Anyone who indulges in using slots for gambling is entitled to a fair chance of winning. This means that the machines used should not be tampered with. It should never be programmed to prevent you from winning. But the truth is, it happens.
The gatekeeper of this form of entertainment, the Gaming Authority, is unable to do much about machine tampering. This is partly due to the fact that the body is made to operate with laws from 1908 in the 21st Century. Even its regulations of 2005 are outdated.
In an exclusive interview with the Guyana Standard, the Authority’s Chairman, Roysdale Forde bemoaned the fact that his abilities to carry out audits of tampering are inhibited by old laws and regulations. He said that these are supposed to be updated every two years.

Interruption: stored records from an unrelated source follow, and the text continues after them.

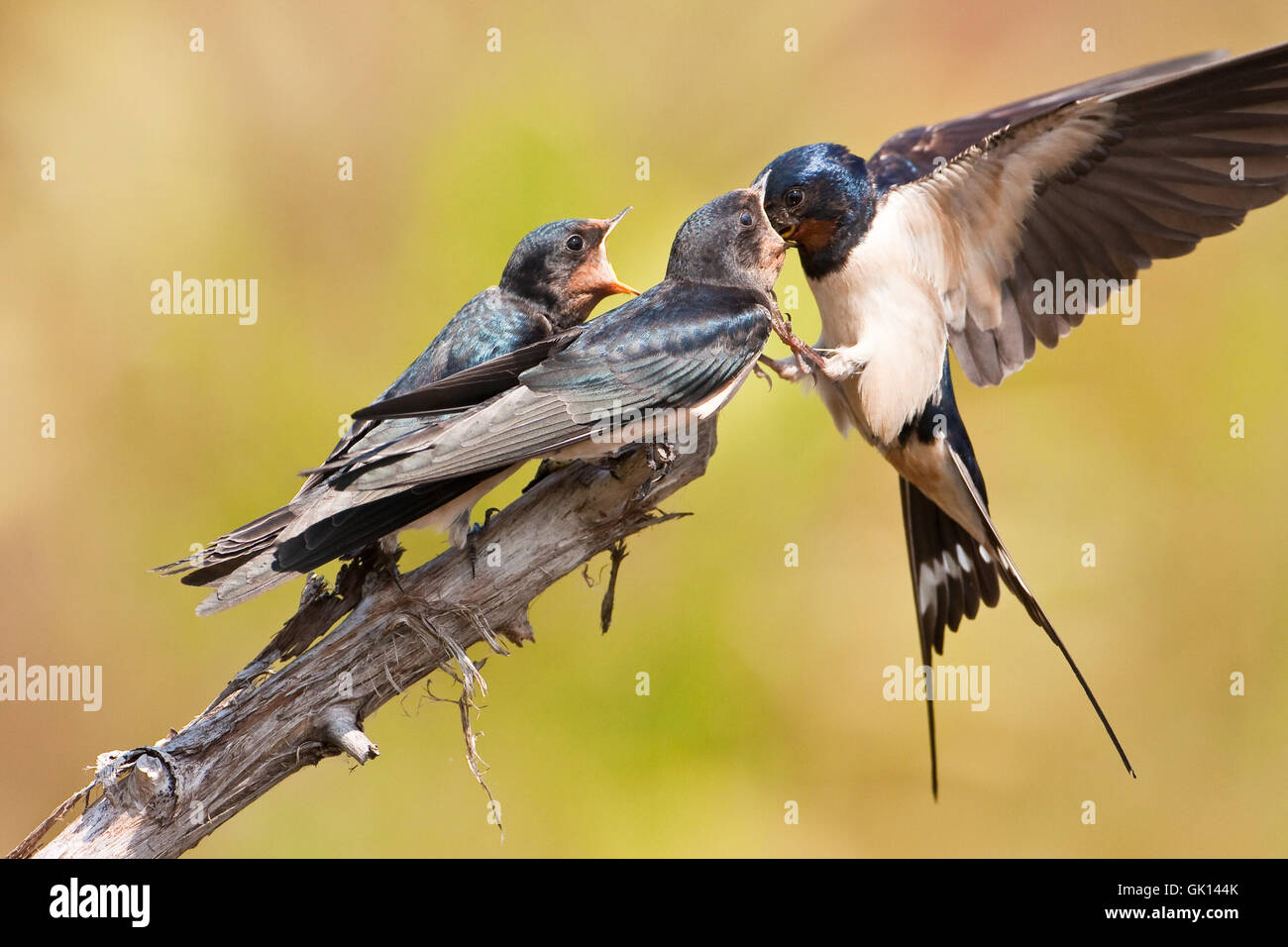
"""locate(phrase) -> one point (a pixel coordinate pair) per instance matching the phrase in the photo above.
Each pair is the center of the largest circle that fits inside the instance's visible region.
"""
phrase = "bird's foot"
(660, 457)
(546, 468)
(472, 536)
(840, 365)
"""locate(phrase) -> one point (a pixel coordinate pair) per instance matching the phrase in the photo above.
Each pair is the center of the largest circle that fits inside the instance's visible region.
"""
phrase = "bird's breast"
(890, 321)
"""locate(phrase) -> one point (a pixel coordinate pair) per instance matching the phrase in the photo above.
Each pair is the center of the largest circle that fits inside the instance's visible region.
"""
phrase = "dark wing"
(915, 153)
(1090, 191)
(348, 531)
(675, 347)
(471, 386)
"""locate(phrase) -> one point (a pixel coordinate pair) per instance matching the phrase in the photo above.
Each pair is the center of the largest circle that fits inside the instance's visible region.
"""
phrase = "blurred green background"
(765, 680)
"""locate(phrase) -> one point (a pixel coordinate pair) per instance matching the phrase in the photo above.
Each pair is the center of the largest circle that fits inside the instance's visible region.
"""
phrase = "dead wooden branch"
(158, 801)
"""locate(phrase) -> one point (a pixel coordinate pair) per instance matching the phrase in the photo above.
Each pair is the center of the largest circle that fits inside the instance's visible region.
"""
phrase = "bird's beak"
(610, 283)
(613, 221)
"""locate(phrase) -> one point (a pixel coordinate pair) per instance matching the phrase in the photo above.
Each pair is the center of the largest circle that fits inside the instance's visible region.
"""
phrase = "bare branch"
(159, 801)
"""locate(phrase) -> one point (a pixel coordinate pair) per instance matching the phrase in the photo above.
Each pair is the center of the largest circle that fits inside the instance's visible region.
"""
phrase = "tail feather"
(954, 553)
(250, 579)
(1020, 589)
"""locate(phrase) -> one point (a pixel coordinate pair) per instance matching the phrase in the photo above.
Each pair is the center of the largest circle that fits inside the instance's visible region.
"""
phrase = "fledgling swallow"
(671, 357)
(552, 282)
(944, 239)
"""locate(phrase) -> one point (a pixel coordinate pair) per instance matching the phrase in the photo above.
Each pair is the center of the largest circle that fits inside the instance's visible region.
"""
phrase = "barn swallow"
(949, 236)
(647, 371)
(552, 282)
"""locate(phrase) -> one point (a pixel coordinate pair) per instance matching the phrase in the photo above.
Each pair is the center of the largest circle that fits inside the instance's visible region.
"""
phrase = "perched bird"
(953, 236)
(648, 371)
(554, 278)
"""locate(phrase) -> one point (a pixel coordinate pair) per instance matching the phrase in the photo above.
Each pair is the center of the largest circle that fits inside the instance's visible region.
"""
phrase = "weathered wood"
(159, 801)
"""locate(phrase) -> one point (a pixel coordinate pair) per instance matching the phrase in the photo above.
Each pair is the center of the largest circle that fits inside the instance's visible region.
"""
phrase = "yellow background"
(765, 681)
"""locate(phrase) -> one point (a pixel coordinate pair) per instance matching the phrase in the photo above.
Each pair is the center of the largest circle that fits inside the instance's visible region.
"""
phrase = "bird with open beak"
(949, 236)
(552, 282)
(644, 372)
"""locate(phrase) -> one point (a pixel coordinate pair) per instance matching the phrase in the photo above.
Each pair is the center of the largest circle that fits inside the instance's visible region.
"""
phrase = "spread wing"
(1089, 189)
(679, 346)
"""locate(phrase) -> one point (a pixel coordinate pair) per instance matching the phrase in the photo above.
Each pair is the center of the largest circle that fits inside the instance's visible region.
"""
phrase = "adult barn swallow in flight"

The Attorney-at-Law noted too that the Authority has several persons to do audits but those people are not capable of carrying out audits at the international standard that is required. As such, he said that specialists were imported to do the job last year. Another session of this nature is planned for 2018.
Forde said, “But what we have to get is the Gaming Bill. It is key to the degree of effectiveness we can have on the sector…What the last government did was they created the 2005 regulations to allow the casino up the East Bank (The Princess Hotel Casino) to be established. But we need a substantial Act because those regulations don’t cover an inch of the things we have now.”
The Chairman added, “We are very ineffective right now because there are so many different developments and we can’t monitor them. The Finance Minister, Winston Jordan, saw the light of day and made us the sole gaming regulator in the Anti-Money Laundering and Countering the Financing of Terrorism Act (AML/CFT). That gave us a little bit more bite. But it is clearly not sufficient.”
Forde complained about the fact that the Authority lacks enforcement powers, as it relates to seizures, when anomalies are detected. The Chairman noted, “We have to rely on the police and the Guyana Revenue Authority (GRA) and it is just not a good state of affairs, especially when you consider the numerous operators we have and how frequently Guyanese use them.”